Brexit: Einigen? Warum denn jetzt schon! - VB Bank Kolumne

Ein zu frühes Einknicken einer der beiden Seiten könnte die eigenen Interessen schwächen. Vermutlich wird uns das Thema Brexit deshalb auch noch in der kommenden Woche begleiten. Bild und Copyright: melis / shutterstock.com.

Ein zu frühes Einknicken einer der beiden Seiten könnte die eigenen Interessen schwächen. Vermutlich wird uns das Thema Brexit deshalb auch noch in der kommenden Woche begleiten. Bild und Copyright: melis / shutterstock.com.

10.12.2020 09:12 Uhr - Autor: Kolumnist  Kolumnist auf Twitter auf Twitter 

EU-Kommissionspräsidentin Ursula von der Leyen und der britische Premierminister Boris Johnson haben sich am Mittwoch zum Abendessen getroffen, um Fortschritte in der Verhandlung des Folgeabkommens nach der Brexit-Übergangsfrist zu erzielen. Eine Einigung in den kommenden Tagen ist mehr als ungewiss, auch wenn beide Parteien beteuern, bis Sonntag eine Lösung anzustreben.
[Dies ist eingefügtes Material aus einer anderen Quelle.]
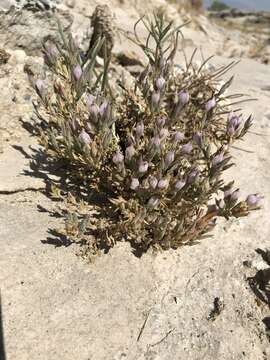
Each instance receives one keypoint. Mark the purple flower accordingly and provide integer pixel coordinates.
(74, 124)
(40, 86)
(187, 148)
(152, 180)
(130, 152)
(134, 183)
(212, 208)
(143, 166)
(84, 137)
(77, 72)
(90, 100)
(231, 130)
(164, 133)
(183, 97)
(139, 129)
(192, 176)
(160, 83)
(217, 159)
(221, 204)
(210, 104)
(234, 120)
(178, 136)
(169, 158)
(118, 158)
(180, 184)
(51, 51)
(89, 127)
(103, 107)
(233, 124)
(235, 195)
(153, 202)
(93, 110)
(155, 141)
(198, 139)
(155, 99)
(163, 184)
(227, 193)
(160, 122)
(253, 201)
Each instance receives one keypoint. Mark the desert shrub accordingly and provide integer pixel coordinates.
(155, 150)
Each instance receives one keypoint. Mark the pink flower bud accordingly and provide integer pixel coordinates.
(93, 111)
(130, 152)
(103, 108)
(118, 158)
(143, 166)
(183, 97)
(40, 86)
(163, 184)
(156, 141)
(152, 180)
(198, 139)
(169, 158)
(221, 204)
(139, 129)
(160, 83)
(180, 184)
(155, 99)
(89, 127)
(231, 130)
(234, 120)
(134, 183)
(217, 159)
(77, 72)
(235, 195)
(51, 51)
(178, 136)
(212, 208)
(192, 176)
(253, 201)
(84, 137)
(210, 104)
(153, 202)
(187, 148)
(90, 100)
(74, 124)
(160, 122)
(164, 133)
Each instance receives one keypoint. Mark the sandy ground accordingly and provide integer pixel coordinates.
(157, 307)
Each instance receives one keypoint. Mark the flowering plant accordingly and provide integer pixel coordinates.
(157, 151)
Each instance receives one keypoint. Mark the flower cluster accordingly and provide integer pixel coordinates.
(157, 151)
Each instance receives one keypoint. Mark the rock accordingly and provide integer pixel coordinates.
(17, 57)
(4, 56)
(128, 58)
(70, 3)
(30, 29)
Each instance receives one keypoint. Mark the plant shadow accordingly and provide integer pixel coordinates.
(260, 285)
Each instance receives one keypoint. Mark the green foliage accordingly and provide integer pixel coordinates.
(155, 153)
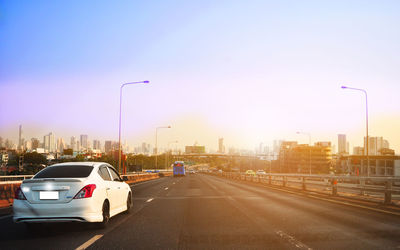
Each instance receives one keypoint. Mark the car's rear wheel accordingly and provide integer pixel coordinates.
(33, 227)
(128, 203)
(106, 215)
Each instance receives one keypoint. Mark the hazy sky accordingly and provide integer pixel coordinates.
(248, 71)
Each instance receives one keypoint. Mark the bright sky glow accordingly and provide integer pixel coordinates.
(248, 71)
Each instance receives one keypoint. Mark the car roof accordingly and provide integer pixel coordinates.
(80, 163)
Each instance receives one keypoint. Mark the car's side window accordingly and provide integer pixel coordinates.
(103, 172)
(114, 175)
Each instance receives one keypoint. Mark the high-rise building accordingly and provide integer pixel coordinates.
(73, 143)
(358, 150)
(96, 144)
(60, 145)
(28, 145)
(342, 144)
(277, 146)
(35, 143)
(375, 145)
(144, 148)
(108, 146)
(84, 142)
(20, 139)
(221, 147)
(49, 143)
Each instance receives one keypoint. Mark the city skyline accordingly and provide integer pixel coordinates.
(51, 144)
(259, 80)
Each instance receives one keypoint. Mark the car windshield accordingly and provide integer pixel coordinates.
(65, 171)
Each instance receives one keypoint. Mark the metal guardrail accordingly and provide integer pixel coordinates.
(14, 177)
(383, 185)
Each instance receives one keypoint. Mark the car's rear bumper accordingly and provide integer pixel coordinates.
(77, 210)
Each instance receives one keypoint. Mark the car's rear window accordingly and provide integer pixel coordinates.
(65, 171)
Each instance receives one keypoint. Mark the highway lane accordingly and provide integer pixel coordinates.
(71, 235)
(201, 211)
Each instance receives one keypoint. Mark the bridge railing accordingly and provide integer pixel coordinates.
(388, 186)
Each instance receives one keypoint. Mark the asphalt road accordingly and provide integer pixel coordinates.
(207, 212)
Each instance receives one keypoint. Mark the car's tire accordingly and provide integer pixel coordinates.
(106, 215)
(33, 227)
(128, 203)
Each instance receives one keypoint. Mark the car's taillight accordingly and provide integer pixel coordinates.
(19, 195)
(86, 191)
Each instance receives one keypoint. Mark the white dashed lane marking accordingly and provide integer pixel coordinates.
(89, 242)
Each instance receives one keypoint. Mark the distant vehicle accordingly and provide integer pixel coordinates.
(251, 172)
(72, 192)
(179, 169)
(261, 172)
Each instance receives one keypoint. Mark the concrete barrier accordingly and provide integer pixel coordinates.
(8, 188)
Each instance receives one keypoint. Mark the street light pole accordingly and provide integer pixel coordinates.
(156, 150)
(309, 143)
(119, 130)
(366, 119)
(168, 153)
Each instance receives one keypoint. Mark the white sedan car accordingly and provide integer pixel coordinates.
(74, 191)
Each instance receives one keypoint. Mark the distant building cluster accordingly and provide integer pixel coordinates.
(285, 156)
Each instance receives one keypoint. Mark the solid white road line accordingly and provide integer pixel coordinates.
(5, 216)
(89, 242)
(292, 240)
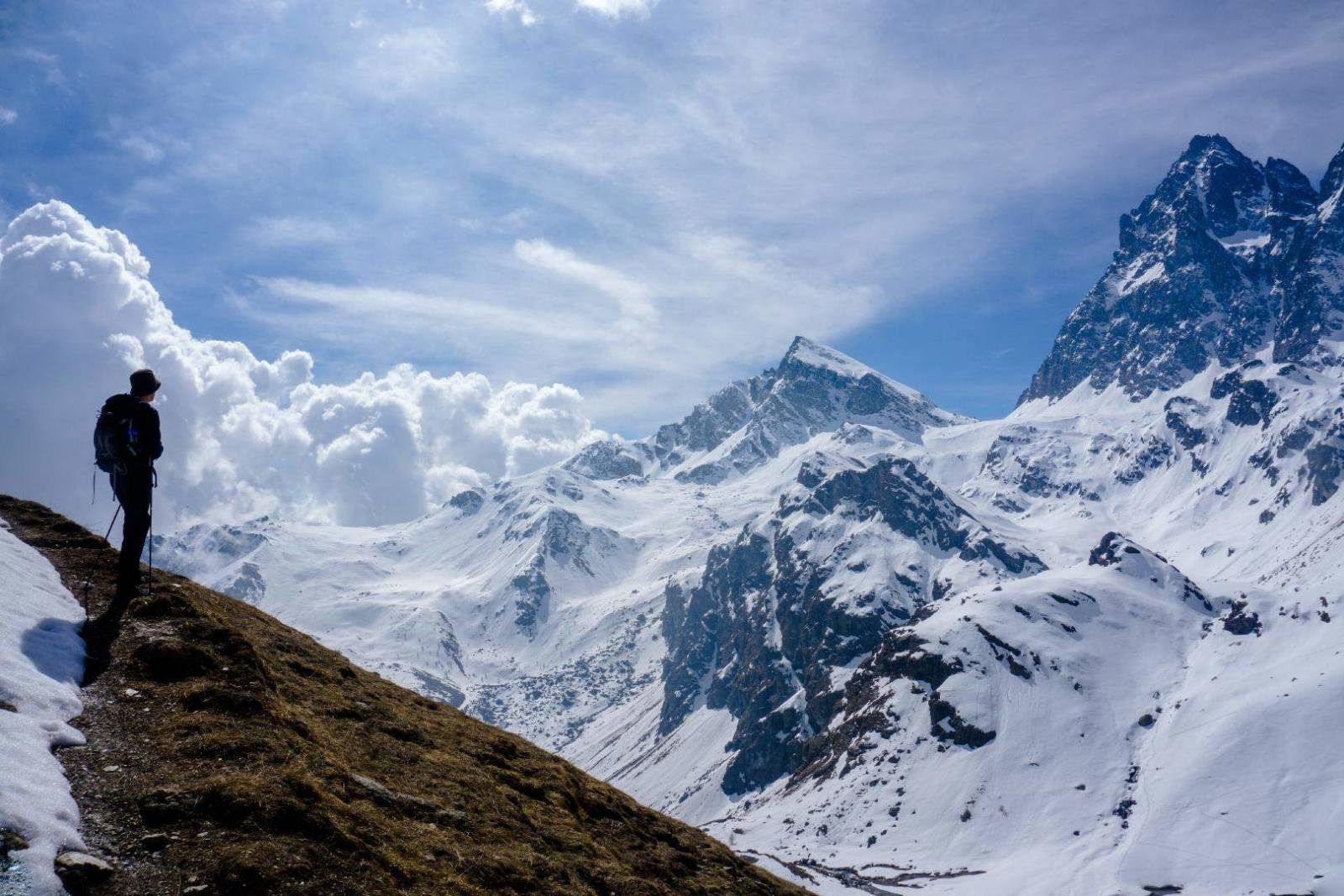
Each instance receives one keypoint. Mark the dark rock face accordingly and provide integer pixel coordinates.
(1250, 401)
(1326, 463)
(1225, 258)
(761, 631)
(1179, 412)
(564, 540)
(468, 501)
(611, 459)
(248, 584)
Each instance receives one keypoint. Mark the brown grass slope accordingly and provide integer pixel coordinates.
(230, 754)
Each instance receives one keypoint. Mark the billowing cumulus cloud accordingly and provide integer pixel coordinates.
(244, 436)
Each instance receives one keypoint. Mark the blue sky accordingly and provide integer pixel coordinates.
(643, 201)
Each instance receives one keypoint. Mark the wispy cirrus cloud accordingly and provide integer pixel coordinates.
(672, 190)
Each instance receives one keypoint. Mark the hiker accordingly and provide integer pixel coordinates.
(128, 445)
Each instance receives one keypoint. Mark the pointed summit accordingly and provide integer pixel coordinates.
(1196, 278)
(806, 352)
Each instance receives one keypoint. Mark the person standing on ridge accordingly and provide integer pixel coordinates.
(136, 445)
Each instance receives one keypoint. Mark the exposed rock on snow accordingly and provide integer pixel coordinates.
(1086, 647)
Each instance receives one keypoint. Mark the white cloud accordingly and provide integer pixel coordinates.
(405, 62)
(635, 298)
(616, 8)
(143, 148)
(244, 436)
(295, 230)
(512, 7)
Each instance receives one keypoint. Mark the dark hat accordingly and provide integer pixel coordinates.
(144, 383)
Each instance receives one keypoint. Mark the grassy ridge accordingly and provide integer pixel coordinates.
(233, 754)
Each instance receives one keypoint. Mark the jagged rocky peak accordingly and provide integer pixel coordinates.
(1223, 259)
(781, 613)
(815, 389)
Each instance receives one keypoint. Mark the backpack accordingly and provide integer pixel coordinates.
(114, 437)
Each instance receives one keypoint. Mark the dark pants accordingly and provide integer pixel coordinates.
(134, 492)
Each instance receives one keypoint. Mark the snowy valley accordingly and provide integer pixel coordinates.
(1086, 647)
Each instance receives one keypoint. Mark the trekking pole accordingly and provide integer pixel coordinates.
(84, 595)
(150, 584)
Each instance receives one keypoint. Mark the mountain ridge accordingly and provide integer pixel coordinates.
(1210, 266)
(843, 627)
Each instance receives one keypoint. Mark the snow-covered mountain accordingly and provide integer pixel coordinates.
(1086, 647)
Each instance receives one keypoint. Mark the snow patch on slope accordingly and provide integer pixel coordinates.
(40, 667)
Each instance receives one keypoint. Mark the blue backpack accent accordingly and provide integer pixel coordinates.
(114, 436)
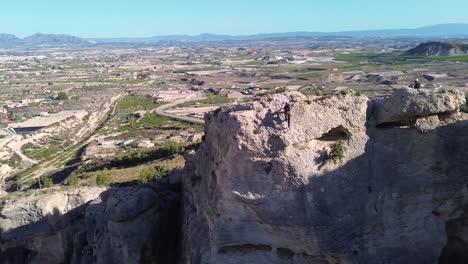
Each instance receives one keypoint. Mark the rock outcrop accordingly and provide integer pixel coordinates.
(91, 225)
(353, 180)
(262, 193)
(435, 48)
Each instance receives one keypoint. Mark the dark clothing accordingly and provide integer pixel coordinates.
(417, 85)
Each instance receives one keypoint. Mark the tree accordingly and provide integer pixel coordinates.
(47, 181)
(102, 178)
(153, 173)
(72, 179)
(62, 96)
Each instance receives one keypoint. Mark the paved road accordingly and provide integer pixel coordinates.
(161, 110)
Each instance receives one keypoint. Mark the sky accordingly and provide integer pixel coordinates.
(139, 18)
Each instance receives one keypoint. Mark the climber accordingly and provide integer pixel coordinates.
(287, 113)
(416, 85)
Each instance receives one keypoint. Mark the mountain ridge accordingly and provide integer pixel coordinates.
(442, 30)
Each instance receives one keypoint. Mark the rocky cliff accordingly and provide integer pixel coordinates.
(91, 225)
(353, 180)
(262, 193)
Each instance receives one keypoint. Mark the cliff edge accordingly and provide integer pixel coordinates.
(352, 181)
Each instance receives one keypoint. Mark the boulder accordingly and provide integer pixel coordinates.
(406, 105)
(427, 124)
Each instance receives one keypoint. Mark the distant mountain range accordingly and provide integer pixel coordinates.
(433, 48)
(43, 39)
(439, 31)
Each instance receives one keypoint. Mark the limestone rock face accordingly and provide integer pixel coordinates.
(91, 225)
(407, 104)
(258, 192)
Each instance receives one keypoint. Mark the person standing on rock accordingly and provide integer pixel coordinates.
(287, 113)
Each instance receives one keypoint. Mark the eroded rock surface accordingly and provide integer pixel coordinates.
(262, 193)
(91, 225)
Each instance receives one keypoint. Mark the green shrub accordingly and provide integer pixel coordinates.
(46, 181)
(153, 173)
(102, 178)
(72, 179)
(464, 108)
(336, 153)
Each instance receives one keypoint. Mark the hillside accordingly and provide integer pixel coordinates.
(43, 39)
(50, 39)
(433, 48)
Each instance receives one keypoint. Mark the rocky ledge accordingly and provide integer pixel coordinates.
(353, 180)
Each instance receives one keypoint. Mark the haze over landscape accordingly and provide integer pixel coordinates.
(234, 132)
(120, 18)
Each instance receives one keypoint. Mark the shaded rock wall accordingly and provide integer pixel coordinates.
(92, 225)
(262, 193)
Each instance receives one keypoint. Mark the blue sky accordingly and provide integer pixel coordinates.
(138, 18)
Doch ein Anfängerkurs in Verhandlungstaktik reicht, um zu wissen, dass solch ein Tête-à-Tête nicht zum Erfolg führt. Aus verhandlungtaktischer Sicht ist ja noch «ewig» Zeit. Richtig brisant wird es erst am 31. Dezember kurz vor 24 Uhr. So lange gilt für Grossbritannien eine Schonfrist.

Ein zu frühes Einknicken einer der beiden Seiten könnte die eigenen Interessen schwächen. Vermutlich wird uns das Thema Brexit deshalb auch noch in der kommenden Woche begleiten. Es könnte selbst im Extremfall bis zum 31.12. weiterverhandelt werden, um dann kurz vor knapp eine Lösung zu erlangen, die dann mit einer kurzen Verlängerung der Übergangsfrist im neuen Jahr formal vom EU-Parlament, im EU-Ministerrat und im britischen Parlament verabschiedet wird.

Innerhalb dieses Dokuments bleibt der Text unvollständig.